Blog post from March 5, 2026

Hello, and welcome!

Today’s topic: why some companies report successful use of AI in development — up to 100% in the best cases — while most experience a measured slowdown, getting up to 19% slower. Understanding this is crucial to your plans for adopting AI in engineering. I’m not talking about the top-down approach of developing new apps from a single prompt. I’m referring to the bottom-up use of AI by developers.

I didn’t pull these numbers out of thin air. The “100% AI-generated code” claim comes from Boris Cherny, head of Claude Code at Anthropic. He shared that he personally stopped writing code manually in November 2025. Anthropic-wide, the figure is 70–90%. The “19% slower” claim comes from a July 2025 METR study—a randomized controlled trial involving 16 experienced open-source developers working on their own mature repos.
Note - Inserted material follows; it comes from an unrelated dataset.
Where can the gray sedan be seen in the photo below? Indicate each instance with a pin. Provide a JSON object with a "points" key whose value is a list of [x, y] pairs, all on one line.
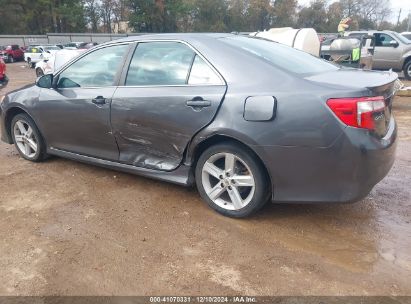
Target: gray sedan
{"points": [[245, 119]]}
Developers predicted AI would speed them up 24%, estimated afterward it had helped by 20%, but were actually 19% slower. It’s a small sample — only 16 developers — but it’s arguably the best-designed study we have so far.

This gap is hardly incidental. The 100% figure comes from greenfield work on relatively simple architectures. The 19% figure comes from maintenance on mature, complex repos. These are fundamentally different tasks — and the difference is exactly the point. Companies seeing near-total AI code generation are all AI-native labs — Anthropic, OpenAI, and the like. Leaving aside the obvious commercial benefits of such claims, let’s analyze the applications they’re building.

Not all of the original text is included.